James Joyce is known for his complex writing, stream-of-consciousness prose, and use of content that some view as explicit. Ulysses is known as one of the best novels of all time. The whole book takes place on June 16, 1904, when its protagonist, Leopold Bloom, explores the pubs, churches, streets, bridges, and shops of Dublin, Ireland. It is a modern-day version of Homer's epic, the Odyssey, where Bloom, his wife Molly, and Stephen Dedalus represent Ulysses, Penelope, and Telemachus. One of Joyce's biographers, Richard Ellmann, claimed that Joyce picked June 4 as the date of the book's events because it was the anniversary of the day that he either met or first went walking with his lover, and eventual wife, Nora. Although, other academics disagree on the significance of the date.

Ulysses was published in Paris, in 1922, but was banned in the United States and the United Kingdom at the time. It was also banned by Stalin in Russia. Various legal battles brought the book to a wider attention, and in December 1933, the court decision of United States v. One Book Called Ulysses ruled that the book was art, not filth, and that it could be published in the United States. The United Kingdom allowed its publication in 1936. Upon its initial publication, it received both praise and criticism, and became known as being a difficult book to read. It uses many styles and techniques throughout, and readers must think beyond the immediate plot and examine why the styles change.

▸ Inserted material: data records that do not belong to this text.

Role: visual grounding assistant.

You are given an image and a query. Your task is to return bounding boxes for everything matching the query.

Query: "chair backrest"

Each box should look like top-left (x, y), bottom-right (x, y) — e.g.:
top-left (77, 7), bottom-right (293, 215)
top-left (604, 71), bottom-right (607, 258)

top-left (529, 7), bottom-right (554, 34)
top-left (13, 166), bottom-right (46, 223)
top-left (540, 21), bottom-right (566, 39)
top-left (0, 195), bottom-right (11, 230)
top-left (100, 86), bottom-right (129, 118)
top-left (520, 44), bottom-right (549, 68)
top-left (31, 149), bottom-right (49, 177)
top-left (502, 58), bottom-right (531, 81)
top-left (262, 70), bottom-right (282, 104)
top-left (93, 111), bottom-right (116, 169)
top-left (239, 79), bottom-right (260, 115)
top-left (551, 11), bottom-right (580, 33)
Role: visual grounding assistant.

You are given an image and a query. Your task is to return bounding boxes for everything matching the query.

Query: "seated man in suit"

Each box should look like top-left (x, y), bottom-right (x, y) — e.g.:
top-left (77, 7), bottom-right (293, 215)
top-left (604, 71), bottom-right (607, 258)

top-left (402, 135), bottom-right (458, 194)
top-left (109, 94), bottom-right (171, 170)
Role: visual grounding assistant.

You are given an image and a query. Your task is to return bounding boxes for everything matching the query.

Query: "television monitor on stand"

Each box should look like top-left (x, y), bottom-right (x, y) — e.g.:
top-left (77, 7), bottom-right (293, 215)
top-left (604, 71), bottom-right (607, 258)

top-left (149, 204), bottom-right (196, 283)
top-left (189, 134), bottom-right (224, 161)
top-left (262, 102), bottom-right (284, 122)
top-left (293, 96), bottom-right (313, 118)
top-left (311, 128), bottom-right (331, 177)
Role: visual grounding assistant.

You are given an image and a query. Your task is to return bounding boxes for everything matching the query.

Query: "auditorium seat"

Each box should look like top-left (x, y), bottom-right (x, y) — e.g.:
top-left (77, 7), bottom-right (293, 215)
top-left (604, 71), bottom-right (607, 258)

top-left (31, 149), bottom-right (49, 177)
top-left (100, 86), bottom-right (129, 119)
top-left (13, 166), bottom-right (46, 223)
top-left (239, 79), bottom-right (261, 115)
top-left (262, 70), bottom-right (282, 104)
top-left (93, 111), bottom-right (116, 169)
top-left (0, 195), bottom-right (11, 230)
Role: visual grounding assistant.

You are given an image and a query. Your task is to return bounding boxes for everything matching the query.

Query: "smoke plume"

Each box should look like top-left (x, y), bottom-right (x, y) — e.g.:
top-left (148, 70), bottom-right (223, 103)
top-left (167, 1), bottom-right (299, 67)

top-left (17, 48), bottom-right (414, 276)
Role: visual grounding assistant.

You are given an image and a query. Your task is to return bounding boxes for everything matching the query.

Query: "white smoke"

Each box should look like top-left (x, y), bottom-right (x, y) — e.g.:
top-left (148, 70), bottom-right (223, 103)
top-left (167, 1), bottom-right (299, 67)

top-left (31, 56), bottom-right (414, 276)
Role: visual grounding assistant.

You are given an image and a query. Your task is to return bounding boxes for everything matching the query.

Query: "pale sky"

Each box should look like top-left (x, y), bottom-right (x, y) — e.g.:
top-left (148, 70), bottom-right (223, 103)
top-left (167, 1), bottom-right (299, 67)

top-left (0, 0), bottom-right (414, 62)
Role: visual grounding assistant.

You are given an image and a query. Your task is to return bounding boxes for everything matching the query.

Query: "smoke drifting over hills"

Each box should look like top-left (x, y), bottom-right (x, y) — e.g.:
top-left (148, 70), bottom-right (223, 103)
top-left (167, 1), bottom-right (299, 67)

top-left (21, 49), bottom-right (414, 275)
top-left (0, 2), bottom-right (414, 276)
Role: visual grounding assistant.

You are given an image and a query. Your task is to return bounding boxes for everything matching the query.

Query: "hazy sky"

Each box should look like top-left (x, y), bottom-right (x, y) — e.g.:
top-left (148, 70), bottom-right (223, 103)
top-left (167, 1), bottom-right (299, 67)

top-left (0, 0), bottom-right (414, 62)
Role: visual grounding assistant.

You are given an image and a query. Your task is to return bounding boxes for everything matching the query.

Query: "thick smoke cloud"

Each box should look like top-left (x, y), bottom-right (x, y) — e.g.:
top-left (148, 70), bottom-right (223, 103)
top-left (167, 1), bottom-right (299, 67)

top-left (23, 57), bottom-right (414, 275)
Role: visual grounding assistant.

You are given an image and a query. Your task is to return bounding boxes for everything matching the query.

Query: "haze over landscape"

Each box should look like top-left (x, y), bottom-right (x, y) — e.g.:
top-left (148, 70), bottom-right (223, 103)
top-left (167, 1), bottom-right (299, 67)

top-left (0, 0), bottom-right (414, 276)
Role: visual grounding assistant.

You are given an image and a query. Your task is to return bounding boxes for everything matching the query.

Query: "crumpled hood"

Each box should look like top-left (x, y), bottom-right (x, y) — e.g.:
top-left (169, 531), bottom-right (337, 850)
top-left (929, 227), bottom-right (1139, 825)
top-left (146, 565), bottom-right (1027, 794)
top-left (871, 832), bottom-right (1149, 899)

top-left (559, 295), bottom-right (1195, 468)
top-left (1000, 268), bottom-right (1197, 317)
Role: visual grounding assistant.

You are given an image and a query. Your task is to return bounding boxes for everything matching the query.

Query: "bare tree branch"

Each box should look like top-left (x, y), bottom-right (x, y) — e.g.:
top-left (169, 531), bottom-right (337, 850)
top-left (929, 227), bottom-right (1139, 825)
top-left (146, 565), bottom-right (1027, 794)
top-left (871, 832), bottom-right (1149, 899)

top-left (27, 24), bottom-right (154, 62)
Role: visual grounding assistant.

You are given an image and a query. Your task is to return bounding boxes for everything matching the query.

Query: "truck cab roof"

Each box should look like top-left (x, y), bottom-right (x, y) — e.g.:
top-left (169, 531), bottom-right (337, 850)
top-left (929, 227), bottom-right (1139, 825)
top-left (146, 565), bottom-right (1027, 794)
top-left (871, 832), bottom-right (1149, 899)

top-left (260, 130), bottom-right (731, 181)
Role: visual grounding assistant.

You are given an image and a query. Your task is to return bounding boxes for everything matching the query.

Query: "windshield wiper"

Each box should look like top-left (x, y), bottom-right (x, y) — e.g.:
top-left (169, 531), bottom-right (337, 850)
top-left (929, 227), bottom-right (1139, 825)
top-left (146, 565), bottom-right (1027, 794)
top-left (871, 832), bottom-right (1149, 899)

The word "Bloomsday" first appeared in 1924, in a letter written by Joyce. In 1929, booksellers Sylvia Beach and Adrienne Monnier put together a luncheon at a restaurant outside of Versailles, to honor the 25th anniversary of the publication of the book, and to celebrate the publication of a new French translation. It was attended by Joyce and about thirty others, and took place on June 27, is seen as the first Bloomsday celebration.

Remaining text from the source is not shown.